Текст книги "Синеет парус"
Автор книги: Сергей Кишларь
Жанр:
Современная проза
сообщить о нарушении
Текущая страница: 4 (всего у книги 5 страниц)
Глава 9
Осень 1914 года.
Максим стоял посреди госпитального двора – беспоясный как арестант. Иногда он терял равновесие, топал пыльным сапогом как человек, со всего маху промахнувшийся мимо ступеньки, и снова пьяно качался на широко расставленных ногах, будто ловил подошвами зыбкое дно идущей по волне лодки.
– Анюта-а! – пьяным голосом орал он, задирая встрепанную голову к окнам второго этажа. – Аню-ут!

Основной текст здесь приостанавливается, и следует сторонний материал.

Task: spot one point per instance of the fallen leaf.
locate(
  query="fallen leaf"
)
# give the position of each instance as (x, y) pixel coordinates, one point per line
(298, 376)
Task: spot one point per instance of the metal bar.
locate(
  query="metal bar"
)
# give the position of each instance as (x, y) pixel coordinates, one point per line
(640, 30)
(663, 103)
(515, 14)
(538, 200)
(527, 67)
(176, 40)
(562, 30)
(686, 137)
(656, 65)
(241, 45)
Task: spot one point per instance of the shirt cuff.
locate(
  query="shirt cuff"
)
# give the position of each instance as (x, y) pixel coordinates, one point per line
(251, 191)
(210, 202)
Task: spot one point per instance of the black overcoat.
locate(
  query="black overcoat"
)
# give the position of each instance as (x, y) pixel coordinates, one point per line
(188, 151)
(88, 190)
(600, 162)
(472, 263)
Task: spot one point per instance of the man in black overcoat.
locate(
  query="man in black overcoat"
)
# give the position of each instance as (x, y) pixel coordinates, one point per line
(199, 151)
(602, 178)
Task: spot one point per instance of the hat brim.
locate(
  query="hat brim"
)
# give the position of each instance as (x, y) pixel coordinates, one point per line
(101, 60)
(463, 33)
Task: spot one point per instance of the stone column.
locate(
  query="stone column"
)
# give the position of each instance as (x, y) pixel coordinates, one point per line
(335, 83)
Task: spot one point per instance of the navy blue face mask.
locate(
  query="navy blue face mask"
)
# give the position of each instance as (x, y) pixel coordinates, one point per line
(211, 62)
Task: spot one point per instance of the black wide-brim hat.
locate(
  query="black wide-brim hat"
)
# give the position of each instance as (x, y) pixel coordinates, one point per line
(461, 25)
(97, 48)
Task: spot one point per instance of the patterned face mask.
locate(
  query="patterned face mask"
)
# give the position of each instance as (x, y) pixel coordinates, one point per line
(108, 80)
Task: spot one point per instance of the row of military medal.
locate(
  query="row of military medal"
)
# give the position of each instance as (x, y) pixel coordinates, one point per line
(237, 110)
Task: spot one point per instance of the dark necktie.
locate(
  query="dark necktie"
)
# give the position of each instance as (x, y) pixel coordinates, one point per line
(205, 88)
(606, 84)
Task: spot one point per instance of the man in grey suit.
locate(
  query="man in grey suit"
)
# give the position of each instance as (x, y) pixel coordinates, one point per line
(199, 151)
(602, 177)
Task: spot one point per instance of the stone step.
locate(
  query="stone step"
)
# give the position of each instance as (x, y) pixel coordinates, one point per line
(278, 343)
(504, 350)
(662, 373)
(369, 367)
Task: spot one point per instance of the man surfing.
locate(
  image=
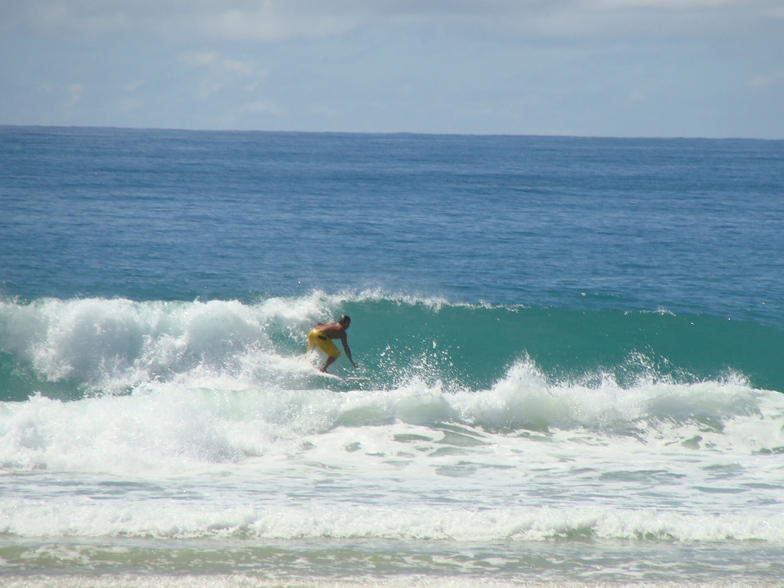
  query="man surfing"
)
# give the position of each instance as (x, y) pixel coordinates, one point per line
(321, 336)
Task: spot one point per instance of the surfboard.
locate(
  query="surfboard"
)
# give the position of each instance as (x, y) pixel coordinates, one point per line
(344, 378)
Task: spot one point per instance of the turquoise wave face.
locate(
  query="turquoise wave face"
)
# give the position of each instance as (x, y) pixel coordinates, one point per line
(473, 346)
(71, 348)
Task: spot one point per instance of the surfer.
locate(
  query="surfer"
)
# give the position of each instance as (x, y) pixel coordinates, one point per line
(321, 336)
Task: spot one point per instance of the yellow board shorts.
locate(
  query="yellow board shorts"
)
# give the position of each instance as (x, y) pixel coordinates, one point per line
(320, 340)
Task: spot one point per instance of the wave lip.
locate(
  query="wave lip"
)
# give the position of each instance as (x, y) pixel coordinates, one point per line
(323, 521)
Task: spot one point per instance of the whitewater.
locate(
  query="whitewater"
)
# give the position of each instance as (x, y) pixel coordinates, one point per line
(570, 360)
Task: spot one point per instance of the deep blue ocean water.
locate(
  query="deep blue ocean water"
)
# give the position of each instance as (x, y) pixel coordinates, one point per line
(572, 354)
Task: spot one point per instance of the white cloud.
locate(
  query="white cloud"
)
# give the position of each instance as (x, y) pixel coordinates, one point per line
(273, 20)
(221, 71)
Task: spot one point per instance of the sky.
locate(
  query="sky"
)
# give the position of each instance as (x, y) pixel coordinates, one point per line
(610, 68)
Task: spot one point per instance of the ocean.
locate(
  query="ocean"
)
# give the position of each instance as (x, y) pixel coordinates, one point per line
(570, 360)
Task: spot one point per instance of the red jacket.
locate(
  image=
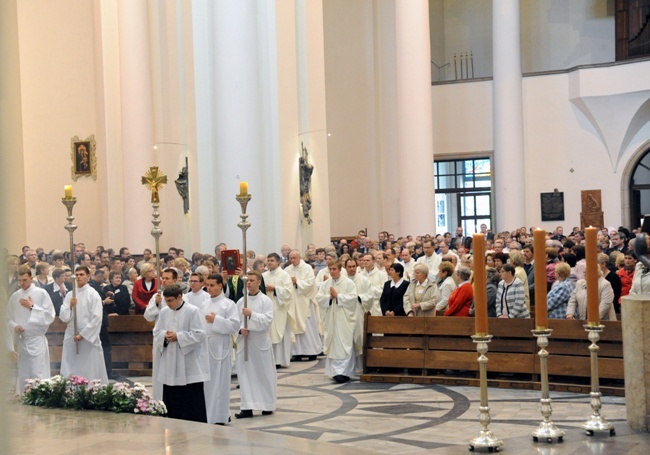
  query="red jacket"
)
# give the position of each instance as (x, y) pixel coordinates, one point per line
(141, 296)
(460, 301)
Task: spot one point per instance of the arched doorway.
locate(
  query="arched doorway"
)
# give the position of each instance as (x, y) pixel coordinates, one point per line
(639, 187)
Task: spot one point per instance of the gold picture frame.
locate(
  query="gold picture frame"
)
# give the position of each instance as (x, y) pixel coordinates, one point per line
(84, 161)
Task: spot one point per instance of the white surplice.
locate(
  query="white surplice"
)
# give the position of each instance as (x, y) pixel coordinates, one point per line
(89, 362)
(281, 326)
(257, 377)
(304, 311)
(32, 346)
(219, 333)
(340, 316)
(184, 361)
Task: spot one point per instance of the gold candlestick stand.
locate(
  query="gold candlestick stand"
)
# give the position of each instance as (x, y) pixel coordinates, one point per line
(244, 224)
(547, 429)
(596, 422)
(70, 227)
(485, 438)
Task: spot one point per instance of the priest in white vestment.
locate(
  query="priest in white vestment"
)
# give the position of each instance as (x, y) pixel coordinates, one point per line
(196, 296)
(303, 309)
(179, 341)
(154, 307)
(29, 314)
(222, 322)
(377, 280)
(338, 300)
(88, 362)
(279, 290)
(257, 377)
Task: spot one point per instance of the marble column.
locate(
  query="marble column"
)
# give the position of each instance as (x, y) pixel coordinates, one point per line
(137, 119)
(509, 188)
(635, 317)
(414, 118)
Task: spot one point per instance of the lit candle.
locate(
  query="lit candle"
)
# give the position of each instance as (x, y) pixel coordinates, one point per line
(591, 275)
(480, 285)
(541, 305)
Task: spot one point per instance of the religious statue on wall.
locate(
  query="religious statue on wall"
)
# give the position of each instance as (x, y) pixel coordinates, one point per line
(183, 187)
(306, 170)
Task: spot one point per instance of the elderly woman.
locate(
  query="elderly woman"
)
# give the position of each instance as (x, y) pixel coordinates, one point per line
(560, 293)
(577, 307)
(422, 295)
(461, 299)
(144, 288)
(446, 284)
(392, 297)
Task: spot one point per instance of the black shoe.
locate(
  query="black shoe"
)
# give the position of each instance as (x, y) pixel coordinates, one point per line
(340, 379)
(244, 414)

Уже несколько раз санитарки просили Анюту, чтобы вышла, угомонила парня, но девушка пренебрежительно отмахивалась: «Скажи – занята. Нет никакой возможности, скажи». Анюте было не до Максима: она теперь работала сестрой в марамоновском госпитале, а во второй палате у неё лежал молодой поручик, которым уже несколько дней девушка была не на шутку увлечена.
Максима пытались отвадить и дежурная сестра и дворник, а теперь и Любе пришлось отбиваться от него, – вышла с ведром воды вымыть крыльцо, и попала в цепкие пальцы.

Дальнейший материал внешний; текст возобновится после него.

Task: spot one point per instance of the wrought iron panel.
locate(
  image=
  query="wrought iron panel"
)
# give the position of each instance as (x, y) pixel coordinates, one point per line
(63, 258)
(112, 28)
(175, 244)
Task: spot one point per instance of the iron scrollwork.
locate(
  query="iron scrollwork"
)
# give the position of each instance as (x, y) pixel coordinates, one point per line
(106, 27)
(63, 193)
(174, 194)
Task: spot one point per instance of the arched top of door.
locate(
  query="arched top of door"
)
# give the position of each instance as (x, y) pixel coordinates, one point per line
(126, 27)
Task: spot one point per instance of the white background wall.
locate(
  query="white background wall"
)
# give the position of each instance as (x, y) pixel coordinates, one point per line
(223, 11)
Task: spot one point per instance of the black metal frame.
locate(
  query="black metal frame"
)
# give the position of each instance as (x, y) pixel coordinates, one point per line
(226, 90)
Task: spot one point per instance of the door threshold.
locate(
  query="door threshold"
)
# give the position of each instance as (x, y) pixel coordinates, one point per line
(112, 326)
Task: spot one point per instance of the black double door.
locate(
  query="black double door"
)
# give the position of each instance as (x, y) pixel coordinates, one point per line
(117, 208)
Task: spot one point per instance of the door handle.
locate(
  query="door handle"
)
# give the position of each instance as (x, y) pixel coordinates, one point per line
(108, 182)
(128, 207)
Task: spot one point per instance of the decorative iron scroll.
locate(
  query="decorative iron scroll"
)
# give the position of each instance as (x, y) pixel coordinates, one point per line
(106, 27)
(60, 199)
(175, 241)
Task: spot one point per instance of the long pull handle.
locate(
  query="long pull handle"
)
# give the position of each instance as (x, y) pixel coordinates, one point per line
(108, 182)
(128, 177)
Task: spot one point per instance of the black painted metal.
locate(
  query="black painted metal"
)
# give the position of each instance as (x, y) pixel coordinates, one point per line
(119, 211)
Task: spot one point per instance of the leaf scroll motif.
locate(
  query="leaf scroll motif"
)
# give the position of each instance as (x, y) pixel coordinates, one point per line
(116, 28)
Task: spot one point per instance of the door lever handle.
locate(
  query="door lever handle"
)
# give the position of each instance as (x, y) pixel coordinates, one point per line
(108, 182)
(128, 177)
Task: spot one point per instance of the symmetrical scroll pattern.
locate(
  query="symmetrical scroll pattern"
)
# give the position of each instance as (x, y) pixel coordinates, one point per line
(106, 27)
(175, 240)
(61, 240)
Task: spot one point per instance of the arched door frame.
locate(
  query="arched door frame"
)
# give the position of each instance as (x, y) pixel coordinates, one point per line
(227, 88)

– Любка, Богом молю, – просил Максим, хватая рвущуюся от него девушку за серый госпитальный халат. – Позови её.
– Отпусти, порвёшь. – Любка силой рвала из его рук холщовую полу халата.

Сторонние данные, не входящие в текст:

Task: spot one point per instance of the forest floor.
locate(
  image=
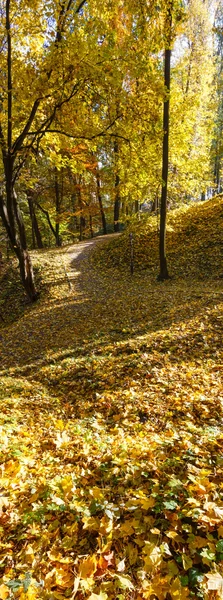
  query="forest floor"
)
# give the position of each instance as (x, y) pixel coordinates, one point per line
(111, 433)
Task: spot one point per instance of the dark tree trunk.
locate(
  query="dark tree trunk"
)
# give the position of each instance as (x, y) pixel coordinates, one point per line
(36, 234)
(45, 212)
(163, 204)
(103, 219)
(117, 192)
(91, 225)
(58, 208)
(82, 223)
(9, 210)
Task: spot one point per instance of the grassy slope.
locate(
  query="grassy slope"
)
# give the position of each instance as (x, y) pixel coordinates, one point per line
(111, 424)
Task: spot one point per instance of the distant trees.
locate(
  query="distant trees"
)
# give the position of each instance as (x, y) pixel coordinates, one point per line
(81, 129)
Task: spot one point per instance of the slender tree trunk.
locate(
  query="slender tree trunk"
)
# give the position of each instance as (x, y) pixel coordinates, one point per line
(91, 225)
(9, 209)
(163, 204)
(36, 234)
(58, 207)
(82, 223)
(103, 219)
(117, 192)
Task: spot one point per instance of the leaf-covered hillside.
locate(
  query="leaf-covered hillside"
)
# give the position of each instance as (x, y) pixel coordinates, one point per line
(194, 242)
(111, 425)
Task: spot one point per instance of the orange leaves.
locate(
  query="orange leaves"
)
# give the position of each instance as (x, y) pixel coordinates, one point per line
(88, 567)
(4, 592)
(95, 500)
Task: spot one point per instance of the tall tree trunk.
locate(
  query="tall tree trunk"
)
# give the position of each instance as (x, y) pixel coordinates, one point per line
(9, 209)
(163, 204)
(58, 207)
(103, 219)
(36, 234)
(117, 192)
(82, 218)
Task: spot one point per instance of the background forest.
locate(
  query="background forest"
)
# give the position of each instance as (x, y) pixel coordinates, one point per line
(81, 115)
(111, 404)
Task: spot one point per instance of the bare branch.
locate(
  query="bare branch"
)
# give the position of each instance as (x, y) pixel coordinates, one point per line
(17, 145)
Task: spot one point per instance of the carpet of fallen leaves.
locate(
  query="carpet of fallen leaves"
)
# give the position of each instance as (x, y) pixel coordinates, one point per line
(111, 432)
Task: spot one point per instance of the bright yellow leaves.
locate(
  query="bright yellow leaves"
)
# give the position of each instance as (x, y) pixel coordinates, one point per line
(99, 507)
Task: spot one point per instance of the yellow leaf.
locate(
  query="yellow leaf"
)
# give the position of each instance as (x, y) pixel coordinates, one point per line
(67, 484)
(125, 583)
(132, 554)
(88, 567)
(4, 591)
(215, 582)
(97, 493)
(101, 596)
(147, 503)
(64, 578)
(187, 562)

Теряя равновесие, Максим заплетался ногами, но пальцев не разжимал.
– Позови!
– Занята она… на операции… Да, отпусти же!
Девушка наотмашь хлестнула парня мокрой тряпкой из грубой мешковины. Грязные брызги отлетели от безвольно мотнувшейся головы Максима. Любка испуганно шмыгнула в вестибюль. Закрыла перед носом парня дверь, прислонилась спиной и в ту же секунду отлетела от дверной створки. Опрокинув ведро, распласталась на мраморном полу в луже грязной воды.
Нелепо размахивая руками и срываясь ногами со ступеней, Максим кинулся на второй этаж и вдруг с тупым видом замер: навстречу ему спускалась Ольга Васильевна Грановская – заместительница Марамоновой по госпиталю.
– Ну? – строго спросила женщина, остановившись на середине лестницы. – Могу я узнать, что здесь происходит?
Максим полез пальцами в спутанные волосы, – снимать картуз, а тот еще на улице слетел с головы. Скрюченными пальцами зачесал на лоб чёрные кудри.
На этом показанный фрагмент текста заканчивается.